Елена с криком проснулась – ее душили во сне, зажгла ночник – была половина четвертого утра. «Ничего не скажешь, подходящий час для пробуждения от ночных кошмаров, – подумала она. – Насмотришься ящика на ночь – и сам сыграешь в него».

И тут ее как подбросило. Она посмотрела направо: Николая не было! Она дрожащей рукой провела по простыне:она была холодной!

Она же только что слышала его дыхание. Ровное, глубокое, спокойное. Как десять, двадцать лет назад. Выскочила на кухню.

Муж сидел, скорчившись, на полу кухни.

– Ты чего? – спросила она и зажгла свет. – Почему не в коляске?

– Выключи свет, – жалобно попросил он. – Нога горит огнем. Больно даже от света.

 

От этого его непривычно жалостного голоса Елену обдало огнем.

– Как я презираю всё! – вдруг жестко сказал он.

После смерти Николая Елена часто слышала рядом с собой его дыхание. Она, затаив собственное, слушала, как он дышит: ровно, глубоко, спокойно…Слушала, слушала, пока незаметно не уходила на десять, двадцать лет назад и не засыпала.

XLVI

Физкультурник Гордеев по радио бодро призвал всю страну проделать водные процедуры, а затем энергично растереть тело сухим полотенцем. «Мне уже и это не поможет», – подумал Суворов. Уже года два Георгий Николаевич стал замечать за собой, что у него слабеет память. Когда посреди лекции он вдруг забыл фамилию известного мостостроителя и потом вспомнил ее только на пороге дома, забеспокоился всерьез. Особенно доставали экзамены. Легче было пять лекций прочитать, глядя в окно или внутрь себя, чем принять один экзамен. С экзаменов Георгий Николаевич приходил всегда раздраженный и уставший. И он не сразу понял, что раздражает его больше всего в студентах их молодость и мелкота. Он даже придумал метафору своему состоянию. «Ведь я, Лёля, как бочка, переполнен знаниями, которые хочу отдать студентам. Зачем они дальше мне? А времени мало, нет уже его. Подставляйте, говорю я им, студентам, свои емкости, которые есть у вас, ну же! Подставляют, а чего подставлять? Одни плошки да блюдца для котят. Лей не лей, все знания уйдут в песок».
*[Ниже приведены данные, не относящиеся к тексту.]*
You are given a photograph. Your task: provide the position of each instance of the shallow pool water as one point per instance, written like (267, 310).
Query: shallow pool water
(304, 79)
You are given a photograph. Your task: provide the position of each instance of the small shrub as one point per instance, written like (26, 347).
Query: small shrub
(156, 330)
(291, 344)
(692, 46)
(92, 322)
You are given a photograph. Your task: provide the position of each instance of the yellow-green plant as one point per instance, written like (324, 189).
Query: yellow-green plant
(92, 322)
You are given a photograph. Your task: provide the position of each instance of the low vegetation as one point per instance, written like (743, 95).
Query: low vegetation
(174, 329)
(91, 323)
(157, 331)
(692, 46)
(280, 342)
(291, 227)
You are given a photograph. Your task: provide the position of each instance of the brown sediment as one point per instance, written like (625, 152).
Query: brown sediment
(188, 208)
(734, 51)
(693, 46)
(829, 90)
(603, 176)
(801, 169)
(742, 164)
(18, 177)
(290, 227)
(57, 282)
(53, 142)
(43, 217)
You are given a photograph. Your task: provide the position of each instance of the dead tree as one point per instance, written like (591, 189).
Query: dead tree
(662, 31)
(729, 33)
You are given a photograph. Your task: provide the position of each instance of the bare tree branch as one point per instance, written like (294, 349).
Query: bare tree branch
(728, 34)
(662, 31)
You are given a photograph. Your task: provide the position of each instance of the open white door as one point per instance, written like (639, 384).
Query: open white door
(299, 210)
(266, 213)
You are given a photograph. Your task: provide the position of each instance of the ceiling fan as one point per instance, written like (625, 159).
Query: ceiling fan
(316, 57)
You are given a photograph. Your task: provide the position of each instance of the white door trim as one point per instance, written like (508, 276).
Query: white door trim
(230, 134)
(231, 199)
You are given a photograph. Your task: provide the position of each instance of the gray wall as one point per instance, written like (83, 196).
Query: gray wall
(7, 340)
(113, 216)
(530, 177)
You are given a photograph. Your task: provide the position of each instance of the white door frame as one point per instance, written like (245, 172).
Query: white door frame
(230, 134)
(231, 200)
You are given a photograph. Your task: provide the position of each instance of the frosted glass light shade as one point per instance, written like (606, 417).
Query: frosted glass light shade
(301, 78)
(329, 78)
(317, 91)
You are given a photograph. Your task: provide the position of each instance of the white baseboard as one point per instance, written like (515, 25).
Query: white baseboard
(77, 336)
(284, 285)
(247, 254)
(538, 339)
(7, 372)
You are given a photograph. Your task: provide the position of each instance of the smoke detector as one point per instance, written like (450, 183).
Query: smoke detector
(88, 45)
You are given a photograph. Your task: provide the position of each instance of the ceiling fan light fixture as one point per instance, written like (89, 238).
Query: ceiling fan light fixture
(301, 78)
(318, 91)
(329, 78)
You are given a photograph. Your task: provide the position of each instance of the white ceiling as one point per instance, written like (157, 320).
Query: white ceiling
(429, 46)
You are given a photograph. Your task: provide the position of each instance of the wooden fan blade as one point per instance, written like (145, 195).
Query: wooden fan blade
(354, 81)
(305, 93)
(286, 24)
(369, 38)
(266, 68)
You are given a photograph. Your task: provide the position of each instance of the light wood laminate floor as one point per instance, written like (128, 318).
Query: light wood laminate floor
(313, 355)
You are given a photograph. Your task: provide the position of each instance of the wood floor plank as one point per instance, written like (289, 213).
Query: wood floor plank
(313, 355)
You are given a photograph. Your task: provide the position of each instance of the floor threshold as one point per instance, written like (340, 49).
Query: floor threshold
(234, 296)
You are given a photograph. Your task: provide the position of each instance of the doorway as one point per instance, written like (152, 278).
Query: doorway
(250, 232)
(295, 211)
Оказавшись на приеме у врача-терапевта, Георгий Николаевич как бы между прочим пожаловался на ослабление памяти. Врач воскликнула: «Этого не может быть! – измерила ему давление и порекомендовала: – Вам лучше обратиться к невропатологу».

Невропатолог раздела его, обследовала и сухо выдала рекомендации по укреплению спины, а потом, вздохнув, спросила:

– Моча мутная?

– Как мысли.

– На что еще жалуемся?

– На память. Слабеет. Как мне кажется.

– Улицу помните? Дом?

– Видимо, нам к одному врачу надо, – усмехнулся Суворов. – Скажите, раз уж я к вам попал, как мне поднять общий тонус?

– Это не ко мне. Познакомьтесь с молоденькой женщиной…Погуляйте с ней, поговорите. Тонус и появится.

«Однако, – подумал Георгий Николаевич, – чем черт не шутит. И впрямь, познакомиться с кем-нибудь? Посоветоваться с Надин, может, порекомендует кого? Нет, лучше с Лёлей».

Он рассказал об этом Елене. Та долго смеялась.

– Ты чего это? – недоуменно спросил Суворов. – Чего такого смешного я сказал?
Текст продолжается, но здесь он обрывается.